Typically the roles are tested independently with molecule, both locally, and by Travis on every push. Once the roles are passing their own checks, they are combined into the deployment playbook, which both provisions the servers and configures them. These playbooks will express different servers based on the environment they are given 3. Once the machines are provisioned, the functional tests are run on the servers using ServerSpec or TestInfra; these can be considered integration tests that supplement the functional tests run during dev by Molecule. If the staging environment passes the tests, it is destroyed (VMs in it are deleted), and the playbook is run with the prod environment, to update the service configuration.

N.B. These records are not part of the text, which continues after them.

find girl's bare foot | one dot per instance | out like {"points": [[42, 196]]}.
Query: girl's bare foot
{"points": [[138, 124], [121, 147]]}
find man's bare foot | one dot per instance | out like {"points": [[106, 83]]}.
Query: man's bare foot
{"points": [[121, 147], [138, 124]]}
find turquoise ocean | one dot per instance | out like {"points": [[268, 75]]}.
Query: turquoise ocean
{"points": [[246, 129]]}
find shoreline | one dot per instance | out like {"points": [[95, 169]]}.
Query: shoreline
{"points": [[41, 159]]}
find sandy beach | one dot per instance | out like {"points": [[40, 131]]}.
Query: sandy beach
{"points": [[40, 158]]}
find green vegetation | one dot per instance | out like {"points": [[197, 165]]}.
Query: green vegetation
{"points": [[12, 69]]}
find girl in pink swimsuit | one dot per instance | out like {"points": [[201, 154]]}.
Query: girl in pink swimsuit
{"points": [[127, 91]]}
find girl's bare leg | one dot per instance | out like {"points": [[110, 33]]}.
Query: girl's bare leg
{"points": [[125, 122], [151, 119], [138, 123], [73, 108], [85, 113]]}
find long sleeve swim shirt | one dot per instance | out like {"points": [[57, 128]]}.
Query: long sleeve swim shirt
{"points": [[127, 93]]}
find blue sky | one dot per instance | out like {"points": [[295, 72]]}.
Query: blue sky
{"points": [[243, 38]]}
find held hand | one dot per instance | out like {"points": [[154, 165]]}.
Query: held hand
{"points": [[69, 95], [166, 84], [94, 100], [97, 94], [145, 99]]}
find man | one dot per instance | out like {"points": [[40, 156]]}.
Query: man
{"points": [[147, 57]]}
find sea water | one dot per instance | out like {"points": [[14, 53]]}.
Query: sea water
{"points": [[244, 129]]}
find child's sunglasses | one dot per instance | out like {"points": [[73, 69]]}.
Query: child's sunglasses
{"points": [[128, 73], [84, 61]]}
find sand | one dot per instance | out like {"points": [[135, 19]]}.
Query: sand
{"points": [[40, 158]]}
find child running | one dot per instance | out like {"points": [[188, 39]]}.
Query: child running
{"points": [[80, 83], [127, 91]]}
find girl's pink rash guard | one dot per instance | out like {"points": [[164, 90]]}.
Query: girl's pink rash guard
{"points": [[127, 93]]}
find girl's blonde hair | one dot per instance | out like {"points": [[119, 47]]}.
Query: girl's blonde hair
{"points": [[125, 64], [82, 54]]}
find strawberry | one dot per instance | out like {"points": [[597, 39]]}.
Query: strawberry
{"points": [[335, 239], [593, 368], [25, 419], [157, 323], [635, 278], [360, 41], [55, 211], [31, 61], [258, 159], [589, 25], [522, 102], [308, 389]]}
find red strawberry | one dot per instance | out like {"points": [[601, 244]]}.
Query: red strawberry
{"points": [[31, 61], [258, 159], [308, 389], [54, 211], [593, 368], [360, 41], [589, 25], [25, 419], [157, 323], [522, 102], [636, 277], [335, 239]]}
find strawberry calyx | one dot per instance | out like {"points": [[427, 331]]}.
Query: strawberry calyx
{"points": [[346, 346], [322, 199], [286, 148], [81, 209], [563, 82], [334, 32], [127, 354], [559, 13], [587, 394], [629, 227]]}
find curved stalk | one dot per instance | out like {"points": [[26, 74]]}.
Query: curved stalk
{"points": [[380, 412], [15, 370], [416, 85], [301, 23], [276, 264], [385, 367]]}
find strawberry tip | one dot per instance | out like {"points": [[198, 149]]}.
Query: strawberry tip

This will require a few roles and playbooks:

  • Prometheus: the prometheus server itself, as well as the alert maanger. Monitoring data will be sent to a grafana dashboard
  • Grafana: role to deploy grafana dashboard, to display the monitoring data

The playbook would include these roles as follows:

- name: Deploy Prometheus server
hosts: monitors
user: drillbot
- {role: prometheus-role, become: true}

- name: Deploy Grafana Dashboard
hosts: dashboards
user: drillbot
- {role: grafana, become: true}

Here we can see that the Prometheus role is applied to the set of machines in the monitors group and the Grafana role is applied to a different set of machines in the dashboards group. The main task in Grafana would be the configuration

Orchestration and context

The most important aspect of the Grafana task is the configuraiton of the server, which is kept in an ini file. Grafana has 1st-class support for a Prometheus data source, but the admin has to manually add the source once the installation is done according to the docs. It seems to be possible4, via the Grafana REST interface:

- name: GRAFANA | Import stats dashboard
url: "http://{{ ansible_nodename }}:{{ grafana_port }}/api/dashboards/db"
method: POST
HEADER_Accept: application/json
HEADER_Content-Type: application/json
force_basic_auth: yes
user: "{{ grafana_admin_user }}"
password: "{{ grafana_admin_password }}"
body: "{{ lookup('template', 'templates/dashboards/prometheus_stats.json.j2')}}"
body_format: json
response: 200

This work is currently underway; see the prometheus role and grafana role5

References and Footnotes

  1. We will be assuming an OpenStack private cloud, but you could probably do this with anything. It just changes the infrastructure provisioning side, probably. 

  2. The testing environment will be provisioned by Molecule on the OpenStack cloud itself, just with different variables. Très 12factor 

  3. This satisfies factor X, “Dev-Prod parity 

  4. See idealista/grafana-role

  5. This role is not in Galaxy yet, perhaps later we’ll move it out of the main DevOps repo and into it’s own Galaxy repo.